The Only Thing
Plus, who wouldn’t feel a bit more comfortable venturing into the world knowing that everyone around them isn’t a vector of disease?Okay. So I have a question. Since when does a vaccine, or other immunity, against the SARS-2 coronavirus mean that a given person "isn't a vector of disease?" Did all other human communicable diseases drop dead while I was away? Because I know, for my own part, I've had some nasty respiratory bugs in my day, not to mention the random pain in the butt that is the common cold. (Although, perhaps strangely, I've never had influenza.) Have all of these pests been eradicated in the past year? This would be huge news, so I'm impressed that I haven't heard about it.
Yasmeen Serhan "The Futility of Vaccine Passports"
This transition of the SARS-2 coronavirus over the past fifteen or sixteen months, from being a new disease to being the only disease worth having any concern over is somewhat remarkable, and so I'm a bit surprised that more hasn't been made of it. Granted, formulations like the one I quote from Yasmeen Serhan, which imply that proof of SARS-2 immunity can be taken as a sign that a person is free of any communicable disease, are likely rare; I don't believe I've seen it put quite that way before. But broader implications that the virus is the only, rather than a different, threat to one's health are out there.
And the outbreak dominates the news. The BBC, for instance, has added a section for Coronavirus to its home page. And this article on a new Utah law aimed at making men pay for half the costs of a partner's pregnancy has a link to a video captioned "Coronavirus: 'Pregnancy during a pandemic is terrifying'," and the "You may also like:" headlines are "In pictures: The babies born into a pandemic", "From boom to bust - why lockdown hasn't led to more babies" and "'Raw and inspiring': Tales of pandemic motherhood." This, for a story where the SARS-2 coronavirus is never mentioned. And other sites that normally have some sort of paywall, like The Atlantic, have elected to allow their pandemic-related stories to be freely available.
There's nothing particularly inappropriate in all of this. The pandemic has come to dominate the news cycle for the past year, and news outlets haven't been shy in making room for it. And, being the sort to see the news media as a business, I'm of the opinion that pandemic coverage takes center stage because people are interested in it. After all, this is something that seemingly came out of nowhere to become the third leading cause of death in the United States. It's responsible for a significant majority of the increase in deaths from 2019 to 2020. But unlike heart disease and cancer, which hold the top spots, many people feel a sense of agency concerning the SARS-2 coronavirus.

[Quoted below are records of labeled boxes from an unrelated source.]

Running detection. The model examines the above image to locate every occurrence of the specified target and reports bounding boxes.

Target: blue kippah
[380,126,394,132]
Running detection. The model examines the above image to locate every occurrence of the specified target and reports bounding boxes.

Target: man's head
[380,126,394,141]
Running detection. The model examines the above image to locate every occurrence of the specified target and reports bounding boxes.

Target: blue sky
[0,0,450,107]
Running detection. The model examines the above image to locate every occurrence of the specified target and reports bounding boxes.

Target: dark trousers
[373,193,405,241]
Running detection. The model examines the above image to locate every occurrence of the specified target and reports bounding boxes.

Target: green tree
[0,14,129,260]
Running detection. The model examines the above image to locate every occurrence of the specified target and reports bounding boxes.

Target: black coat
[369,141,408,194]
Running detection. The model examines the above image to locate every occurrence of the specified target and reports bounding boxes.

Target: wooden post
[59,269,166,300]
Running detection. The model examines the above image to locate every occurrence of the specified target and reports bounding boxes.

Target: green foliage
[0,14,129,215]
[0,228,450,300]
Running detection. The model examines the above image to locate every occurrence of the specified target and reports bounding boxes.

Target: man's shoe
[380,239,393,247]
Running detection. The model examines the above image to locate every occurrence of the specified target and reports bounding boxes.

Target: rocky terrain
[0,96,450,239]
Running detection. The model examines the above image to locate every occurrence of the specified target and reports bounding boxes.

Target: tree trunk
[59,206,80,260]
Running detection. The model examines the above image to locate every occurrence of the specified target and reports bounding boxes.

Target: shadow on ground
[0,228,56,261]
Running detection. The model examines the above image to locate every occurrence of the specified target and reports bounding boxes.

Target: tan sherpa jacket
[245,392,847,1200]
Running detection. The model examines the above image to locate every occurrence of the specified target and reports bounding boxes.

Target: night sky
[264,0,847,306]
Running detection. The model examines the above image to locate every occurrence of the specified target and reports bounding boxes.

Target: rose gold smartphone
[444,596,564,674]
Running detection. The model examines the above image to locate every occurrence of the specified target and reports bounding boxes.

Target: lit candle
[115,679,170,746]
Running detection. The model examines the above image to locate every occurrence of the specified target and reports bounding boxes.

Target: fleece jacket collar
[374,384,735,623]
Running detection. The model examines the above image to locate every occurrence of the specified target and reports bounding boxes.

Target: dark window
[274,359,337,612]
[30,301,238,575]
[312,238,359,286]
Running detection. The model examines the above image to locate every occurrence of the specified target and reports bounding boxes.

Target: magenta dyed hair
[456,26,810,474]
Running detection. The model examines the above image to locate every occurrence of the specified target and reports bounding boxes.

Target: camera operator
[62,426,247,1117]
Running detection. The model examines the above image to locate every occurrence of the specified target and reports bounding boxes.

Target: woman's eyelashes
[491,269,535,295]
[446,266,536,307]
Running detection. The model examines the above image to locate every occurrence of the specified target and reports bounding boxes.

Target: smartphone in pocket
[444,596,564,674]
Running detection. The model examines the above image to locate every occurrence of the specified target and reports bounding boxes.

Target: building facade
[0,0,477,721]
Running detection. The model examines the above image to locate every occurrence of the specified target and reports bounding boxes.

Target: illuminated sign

But it's not the only thing that people might have to be careful of. And the implication that "safe" from the pandemic equals safe overall hides that fact. Deaths from the flu may have been completely swamped by the SARS-2 CoV pandemic, but some forty-thousand or so deaths annually is still worth taking into account.
If there were one thing that would change about the overall reaction to the pandemic, it would be to more firmly place it in a context of public health more generally. As much as vaccine hesitancy and opposition to mask mandates make headlines and offer convenient villains to boo, I suspect that it's likely that a culture that sees staying home while sick as socially-dangerous malingering is also a culprit. Back when the pandemic was just starting to ramp up in the United States, I had a couple of encounters with visibly ill people working in grocery stores. I doubt that either of them had come down with a SARS-2 CoV infection. But they were disease vectors nonetheless. Maybe keeping that in mind will help the nation make some changes that will blunt the inevitable next disease outbreak.